Bryant knew it was better that he initiate from the wing, and better still if he attacked with the dribble drive against the zone. As he continues to hit pull-ups from the midrange, the Suns defense began to sag out more and more on him, drawing the zone towards him and leaving the lane wide open for Pau Gasol and Lamar Odom to cut through clearly for a lay-in.
Only that latter didn’t happen. Instead we saw the rest of the Lakers stand around flat-footed and wait in the corner for long range threes and a plethora of foot-on-the-line twos, as known as the most useless shot in basketball.
On the other end, Amar’e Stoudemire continues to be an absolute beast in the mid-range and driving to the rim with a vengeance.
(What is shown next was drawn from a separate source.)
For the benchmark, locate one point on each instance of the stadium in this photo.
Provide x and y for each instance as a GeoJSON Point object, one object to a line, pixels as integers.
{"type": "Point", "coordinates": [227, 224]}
Once he realized that Andrew Bynum’s lack of mobility would not allow him to get to his spot in front of the rim, Stoudemire merely put his head down and went to work, driving into and around Gasol without a second thought.
Of course the question now becomes which Phoenix team will we see on Thursday in Los Angeles. We saw their true-self, their most comfortable identity as a team on Tuesday, as they dictated pace of play and hit shots repeatedly within the first 12 seconds on the shot clock. But can that maintain that? And can their zone, which at its core is a gimmicky defense that no championship team should ever have to rely on, hold for another game?
Time will tell.
It will tell whether their early offense will stay consistent and if Channing Frye can continue his success after breaking through Tuesday.
It will tell whether the Lakers will run Artest and Odom to the rim and the short corner instead of camping them in a position to miss more threes.
It will tell if the Suns can build on their seemingly ever-growing confidence and belief in themselves.
And it will tell us if the Lakers can show patience and attack the Suns weakest defenders (i.e. Stoudemire) more regularly.
More than anything, time will tell us who these teams really are. After all, you are what you repeatedly do. We thought we knew what that meant for both of these squads after two games in Los Angeles. Now just a few days later, that has been turned around.
So who are these Lakers? Who are these Suns? We should find out Thursday, and see their sense of purpose grow from there.